Full Title or Meme
Making sure that any computer identity experience is designed to be beneficial and cuase no harm.
AKA Human-centric Approach
ContextThe ideas around this subject are available in this paper on Equity by Design.
The objective for this project is not to lecture product team members on what they must do. Rather, we focus here on the role that people and human-centered approaches can play, and hope this report and our subsequent recommendations and observations will add to the conversation on integrating equity into product design. We believe it is critical to incorporate perspectives from people with diverse backgrounds and lived experience, and encourage product teams to think intentionally about how they can rely on these approaches to achieve equitable outcomes. Ultimately, teams should be able to see the influence of human decisions and the power of human-centered solutions. Further, developing technological products and tools with an equity lens also elevates the goal of optimal and safe user experiences across different demographics. Achieving this means building a better product.
Ideas on User-centric Design from Mattr
As end users have often found themselves the casualty of the information systems used by the modern web, there has been little opportunity to allow users to directly manage their data and negotiate what data they wish to withhold or disclose to certain parties. Under the new web of trust paradigm, the rights of the data subject are codified in standards, processes, and protocols guaranteeing the user the power to exercise agency.

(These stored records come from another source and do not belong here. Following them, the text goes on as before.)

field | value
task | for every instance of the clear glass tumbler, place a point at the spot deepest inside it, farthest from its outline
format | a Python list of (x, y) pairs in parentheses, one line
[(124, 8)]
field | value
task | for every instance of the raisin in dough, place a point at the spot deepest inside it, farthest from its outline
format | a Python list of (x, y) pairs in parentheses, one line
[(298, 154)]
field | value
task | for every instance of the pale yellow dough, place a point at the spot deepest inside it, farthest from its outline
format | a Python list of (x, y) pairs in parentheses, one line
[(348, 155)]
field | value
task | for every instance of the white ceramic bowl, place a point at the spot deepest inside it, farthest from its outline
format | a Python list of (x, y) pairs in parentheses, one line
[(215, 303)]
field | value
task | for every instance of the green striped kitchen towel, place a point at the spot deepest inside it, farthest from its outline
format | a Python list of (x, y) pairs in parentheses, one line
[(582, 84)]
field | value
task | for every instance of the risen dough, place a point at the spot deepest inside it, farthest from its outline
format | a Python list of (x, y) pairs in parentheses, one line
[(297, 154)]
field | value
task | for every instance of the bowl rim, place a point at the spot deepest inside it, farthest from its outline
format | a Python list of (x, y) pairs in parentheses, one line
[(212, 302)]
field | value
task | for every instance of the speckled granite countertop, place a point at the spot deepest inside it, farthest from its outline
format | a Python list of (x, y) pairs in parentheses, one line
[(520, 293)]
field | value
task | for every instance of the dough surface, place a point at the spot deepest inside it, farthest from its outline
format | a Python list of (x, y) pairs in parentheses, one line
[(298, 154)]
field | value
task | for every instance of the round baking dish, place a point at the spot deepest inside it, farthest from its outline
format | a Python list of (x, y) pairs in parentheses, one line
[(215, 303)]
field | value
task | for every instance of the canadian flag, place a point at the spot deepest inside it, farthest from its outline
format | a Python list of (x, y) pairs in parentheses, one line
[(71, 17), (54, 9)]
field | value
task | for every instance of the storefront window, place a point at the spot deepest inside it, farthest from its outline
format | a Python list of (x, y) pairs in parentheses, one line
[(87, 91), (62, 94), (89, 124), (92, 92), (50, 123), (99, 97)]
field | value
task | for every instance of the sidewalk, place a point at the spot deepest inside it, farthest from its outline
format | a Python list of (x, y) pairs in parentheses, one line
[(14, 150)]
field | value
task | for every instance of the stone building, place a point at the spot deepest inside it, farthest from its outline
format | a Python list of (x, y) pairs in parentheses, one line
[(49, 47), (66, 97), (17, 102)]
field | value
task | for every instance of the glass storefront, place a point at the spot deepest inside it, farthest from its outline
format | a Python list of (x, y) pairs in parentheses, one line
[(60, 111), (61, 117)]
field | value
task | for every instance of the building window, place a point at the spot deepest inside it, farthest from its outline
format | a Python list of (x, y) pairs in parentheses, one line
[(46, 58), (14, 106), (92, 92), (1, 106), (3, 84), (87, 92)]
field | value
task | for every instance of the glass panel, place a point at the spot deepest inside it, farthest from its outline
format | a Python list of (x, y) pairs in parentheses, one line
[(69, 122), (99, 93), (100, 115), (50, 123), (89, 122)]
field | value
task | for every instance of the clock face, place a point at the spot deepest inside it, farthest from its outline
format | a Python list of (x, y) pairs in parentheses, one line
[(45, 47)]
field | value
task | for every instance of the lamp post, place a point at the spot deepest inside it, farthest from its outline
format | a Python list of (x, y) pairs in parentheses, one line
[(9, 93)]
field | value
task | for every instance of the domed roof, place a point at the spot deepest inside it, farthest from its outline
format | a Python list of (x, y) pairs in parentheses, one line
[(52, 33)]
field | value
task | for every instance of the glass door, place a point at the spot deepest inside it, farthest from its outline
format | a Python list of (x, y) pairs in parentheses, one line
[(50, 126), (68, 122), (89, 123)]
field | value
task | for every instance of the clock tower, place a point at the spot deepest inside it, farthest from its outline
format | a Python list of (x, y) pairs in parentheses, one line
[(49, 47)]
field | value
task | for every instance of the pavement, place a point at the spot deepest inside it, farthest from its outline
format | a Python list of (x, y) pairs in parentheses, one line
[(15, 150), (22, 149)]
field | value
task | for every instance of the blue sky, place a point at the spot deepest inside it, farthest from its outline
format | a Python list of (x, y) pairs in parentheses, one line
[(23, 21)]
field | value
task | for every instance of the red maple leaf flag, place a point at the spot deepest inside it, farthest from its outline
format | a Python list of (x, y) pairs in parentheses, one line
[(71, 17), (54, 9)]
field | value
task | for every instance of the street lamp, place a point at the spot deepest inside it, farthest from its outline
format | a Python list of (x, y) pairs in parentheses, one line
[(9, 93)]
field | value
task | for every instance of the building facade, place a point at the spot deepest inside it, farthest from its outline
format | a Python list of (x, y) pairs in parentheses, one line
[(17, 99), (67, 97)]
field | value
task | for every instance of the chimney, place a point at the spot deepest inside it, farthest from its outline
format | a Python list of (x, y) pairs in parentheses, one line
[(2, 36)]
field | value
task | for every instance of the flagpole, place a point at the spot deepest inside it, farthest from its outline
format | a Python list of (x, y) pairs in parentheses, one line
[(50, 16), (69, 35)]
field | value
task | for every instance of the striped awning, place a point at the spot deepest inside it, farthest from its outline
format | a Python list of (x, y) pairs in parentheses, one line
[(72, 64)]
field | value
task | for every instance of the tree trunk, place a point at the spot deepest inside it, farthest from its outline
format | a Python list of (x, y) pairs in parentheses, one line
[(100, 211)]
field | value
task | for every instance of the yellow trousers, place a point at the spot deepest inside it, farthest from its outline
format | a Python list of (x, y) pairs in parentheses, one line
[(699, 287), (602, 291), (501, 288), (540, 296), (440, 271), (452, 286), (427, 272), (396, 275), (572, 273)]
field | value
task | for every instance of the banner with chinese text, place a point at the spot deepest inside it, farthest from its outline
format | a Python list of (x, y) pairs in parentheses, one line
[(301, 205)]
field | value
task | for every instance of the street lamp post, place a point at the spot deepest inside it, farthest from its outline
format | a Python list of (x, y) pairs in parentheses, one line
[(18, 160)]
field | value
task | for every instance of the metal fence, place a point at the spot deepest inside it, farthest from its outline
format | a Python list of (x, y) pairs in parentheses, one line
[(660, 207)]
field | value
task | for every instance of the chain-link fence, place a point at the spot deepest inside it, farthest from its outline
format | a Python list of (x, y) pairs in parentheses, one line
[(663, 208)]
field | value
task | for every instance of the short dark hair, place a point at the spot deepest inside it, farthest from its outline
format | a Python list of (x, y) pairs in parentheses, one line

The interjection of the wallet to support end-users as data subjects on equal footing with issuers of identity information and relying parties provides an indispensable conduit and control point for this information that enables new opportunities for user-centric design.
The innovation in this area is only just beginning and there is no limit to the kinds of new experiences application developers can design and deliver to users. Some examples include:
- Allowing users to synchronize their data across multiple applications
- Allowing users to self-attest to a piece of data or attest to data self-asserted by peers
- Allowing a user to explicitly give consent around how their data may be used
- Allowing users to revoke their consent for access to the continued use of and/or persistence of a particular piece of data
- Allowing users to opt-in to be discoverable to other verified users, provided they can mutually verify particular claims and attributes about themselves
- Allowing users to opt-in to be discoverable to certain service providers and relying parties, provided they can mutually verify particular claims and attributes about themselves
Safety is similar to Security, but with a focus on the human user.
At a high level the problem is automation of the Identity Management functions.